I suggest a few stereotypes and tags, many of which dovetail with the XMI-Schema mapping. I discuss specific notation issues as the story unfolds, and highlight the necessary stereotypes and tags.

David Carlson has also done some excellent work in this area, and has proposed an extension profile for this purpose. I disagree with him on at least one major point of modeling and one minor point of notation, but much of what is developed here lines up well with Carlson's profile.

Modeling Simple Types

Traditionally UML models are built with a set of primitive types assumed, per target type model. In XML, things are trickier, since even simple types can be invented in the scope of a single design. To support this, a simpleType stereotype of UML classes is used. UML specialization comes in handy here: a derived simpleType can identify its base type via a specialization relationship.

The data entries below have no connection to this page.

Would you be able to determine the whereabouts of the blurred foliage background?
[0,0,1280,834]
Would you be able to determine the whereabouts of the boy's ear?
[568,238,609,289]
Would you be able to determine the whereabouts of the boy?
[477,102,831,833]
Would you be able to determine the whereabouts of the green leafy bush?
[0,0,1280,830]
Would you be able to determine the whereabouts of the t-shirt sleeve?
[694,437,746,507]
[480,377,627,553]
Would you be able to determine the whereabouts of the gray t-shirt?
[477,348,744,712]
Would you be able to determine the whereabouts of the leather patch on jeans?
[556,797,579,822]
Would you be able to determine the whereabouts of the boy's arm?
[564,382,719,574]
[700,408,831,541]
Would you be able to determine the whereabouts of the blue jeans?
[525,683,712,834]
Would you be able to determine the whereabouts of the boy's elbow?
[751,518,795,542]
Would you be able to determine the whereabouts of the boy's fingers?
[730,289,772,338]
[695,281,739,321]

Under simpleType, the desired constraining facets might be modeled by overloading UML attributes and initial values, making for a convenient and readable notation. (Carlson goes this route, adding a stereotype for attributes as facets.) Even under a stereotype, though, attributes imply some actual state elements, and thus would be misleading. UML constraints offer a more correct notation for constraining facets.

Enumerated types are an exception to either notational choice for facets, since UML offers a standard stereotype for enumerations.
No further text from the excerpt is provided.